Kekerasan di jalanan terjadi hingga menewaskan seorang pelajar Sekolah Menengah Pertama (SMP), warga Sigedang, Desa Longok Kecamatan Sliyeg, Indramayu.
Peristiwa tragis ini menimpa korban inisial EI (16) yang ditemukan tak bernyawa, diduga jadi korban pengeroyokan belasan pemuda yang terjadi pada Rabu dini hari (9/7/2025) di jalan Desa Malang Semirang, Kecamatan Jatibarang.
Informasi yang dihimpun menyebutkan, korban EI mengalami luka parah di bagian wajah, diduga akibat dibenturkan dengan benda tumpul dan batu secara berulang kali.
Kekejaman aksi pengeroyokan ini meninggalkan duka mendalam bagi keluarga korban dan masyarakat Indramayu.
Petugas kepolisian dari lokasi kejadian berhasil mengamankan delapan orang pemuda yang diduga terlibat dalam aksi brutal ini.
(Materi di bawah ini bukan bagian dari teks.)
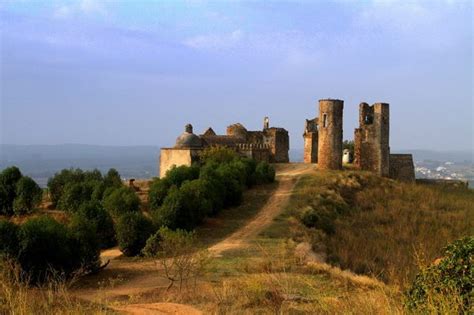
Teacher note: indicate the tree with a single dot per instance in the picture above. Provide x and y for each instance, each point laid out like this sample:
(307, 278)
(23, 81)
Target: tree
(45, 246)
(133, 230)
(9, 177)
(112, 178)
(264, 173)
(178, 175)
(177, 255)
(28, 196)
(8, 239)
(95, 213)
(158, 191)
(121, 200)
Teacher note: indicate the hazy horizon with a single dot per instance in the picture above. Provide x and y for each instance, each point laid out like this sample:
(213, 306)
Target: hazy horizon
(134, 73)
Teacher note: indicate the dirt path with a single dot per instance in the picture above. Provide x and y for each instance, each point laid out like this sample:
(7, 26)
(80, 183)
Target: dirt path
(287, 177)
(134, 278)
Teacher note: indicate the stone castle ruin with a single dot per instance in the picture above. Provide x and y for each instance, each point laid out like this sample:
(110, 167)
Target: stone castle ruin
(323, 141)
(270, 144)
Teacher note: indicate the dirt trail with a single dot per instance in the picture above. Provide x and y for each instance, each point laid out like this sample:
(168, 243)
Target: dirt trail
(287, 178)
(137, 278)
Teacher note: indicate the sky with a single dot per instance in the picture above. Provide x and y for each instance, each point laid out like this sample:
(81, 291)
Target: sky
(135, 72)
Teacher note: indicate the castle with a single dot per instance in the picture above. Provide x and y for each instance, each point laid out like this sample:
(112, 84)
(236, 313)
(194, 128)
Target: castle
(270, 144)
(323, 143)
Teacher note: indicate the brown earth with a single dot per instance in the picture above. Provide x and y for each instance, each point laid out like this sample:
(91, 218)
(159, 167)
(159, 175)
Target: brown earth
(127, 278)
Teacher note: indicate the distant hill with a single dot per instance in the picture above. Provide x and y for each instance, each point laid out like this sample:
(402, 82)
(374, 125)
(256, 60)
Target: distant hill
(42, 161)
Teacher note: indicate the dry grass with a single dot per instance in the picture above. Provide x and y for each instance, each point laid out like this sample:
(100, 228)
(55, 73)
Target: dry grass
(53, 297)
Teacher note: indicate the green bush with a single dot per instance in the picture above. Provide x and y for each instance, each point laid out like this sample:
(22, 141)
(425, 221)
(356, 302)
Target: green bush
(28, 196)
(265, 173)
(45, 246)
(9, 177)
(75, 194)
(178, 175)
(8, 239)
(112, 178)
(83, 233)
(97, 215)
(121, 200)
(158, 191)
(319, 219)
(133, 230)
(453, 275)
(185, 207)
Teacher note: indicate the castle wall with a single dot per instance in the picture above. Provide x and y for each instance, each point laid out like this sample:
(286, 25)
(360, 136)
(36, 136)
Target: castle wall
(330, 134)
(311, 147)
(371, 139)
(279, 145)
(402, 167)
(173, 156)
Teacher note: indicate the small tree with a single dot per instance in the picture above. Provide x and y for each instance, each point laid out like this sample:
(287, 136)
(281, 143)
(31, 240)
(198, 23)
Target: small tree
(121, 200)
(159, 189)
(176, 252)
(9, 177)
(8, 239)
(28, 196)
(97, 215)
(133, 230)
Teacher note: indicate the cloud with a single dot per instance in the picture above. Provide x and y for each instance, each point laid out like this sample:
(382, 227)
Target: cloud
(82, 7)
(215, 41)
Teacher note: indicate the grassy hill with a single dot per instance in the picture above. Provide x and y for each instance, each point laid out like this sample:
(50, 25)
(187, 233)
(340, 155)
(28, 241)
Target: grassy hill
(319, 243)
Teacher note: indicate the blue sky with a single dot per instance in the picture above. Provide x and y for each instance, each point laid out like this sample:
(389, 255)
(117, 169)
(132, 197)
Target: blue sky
(135, 72)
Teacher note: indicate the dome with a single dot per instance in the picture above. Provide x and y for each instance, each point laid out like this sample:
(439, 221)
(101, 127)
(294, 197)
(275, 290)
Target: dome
(188, 139)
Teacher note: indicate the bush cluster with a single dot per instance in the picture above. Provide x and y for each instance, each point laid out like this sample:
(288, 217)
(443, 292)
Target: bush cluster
(42, 246)
(18, 194)
(186, 195)
(453, 275)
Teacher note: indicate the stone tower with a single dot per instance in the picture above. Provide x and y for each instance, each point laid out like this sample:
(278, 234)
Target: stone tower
(330, 134)
(371, 139)
(311, 141)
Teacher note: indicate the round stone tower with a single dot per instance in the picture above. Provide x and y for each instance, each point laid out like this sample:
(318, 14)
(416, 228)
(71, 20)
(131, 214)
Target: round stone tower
(330, 134)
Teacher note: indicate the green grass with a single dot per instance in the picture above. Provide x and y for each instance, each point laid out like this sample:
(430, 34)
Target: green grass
(382, 227)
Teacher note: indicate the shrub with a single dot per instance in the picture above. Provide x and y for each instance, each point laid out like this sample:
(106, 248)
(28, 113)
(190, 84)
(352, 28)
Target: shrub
(177, 255)
(8, 239)
(265, 173)
(185, 207)
(318, 219)
(57, 183)
(178, 175)
(75, 194)
(121, 200)
(28, 195)
(9, 177)
(158, 191)
(97, 215)
(453, 275)
(133, 230)
(45, 246)
(85, 243)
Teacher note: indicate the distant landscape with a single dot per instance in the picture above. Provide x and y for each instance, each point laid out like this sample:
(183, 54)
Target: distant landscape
(43, 161)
Selain itu, sejumlah barang bukti turut disita, termasuk senjata tajam jenis celurit, batu, dan ceceran darah yang kuat diduga merupakan darah korban.
Hingga berita ini diturunkan, pihak kepolisian masih terus melakukan penyelidikan intensif.
Sejumlah saksi mata juga tengah dimintai keterangan untuk menguak motif di balik pengeroyokan sadis ini dan menangkap seluruh pelaku yang terlibat.
Kasus ini diharapkan dapat segera terungkap dan para pelaku dapat mempertanggungjawabkan perbuatannya di mata hukum.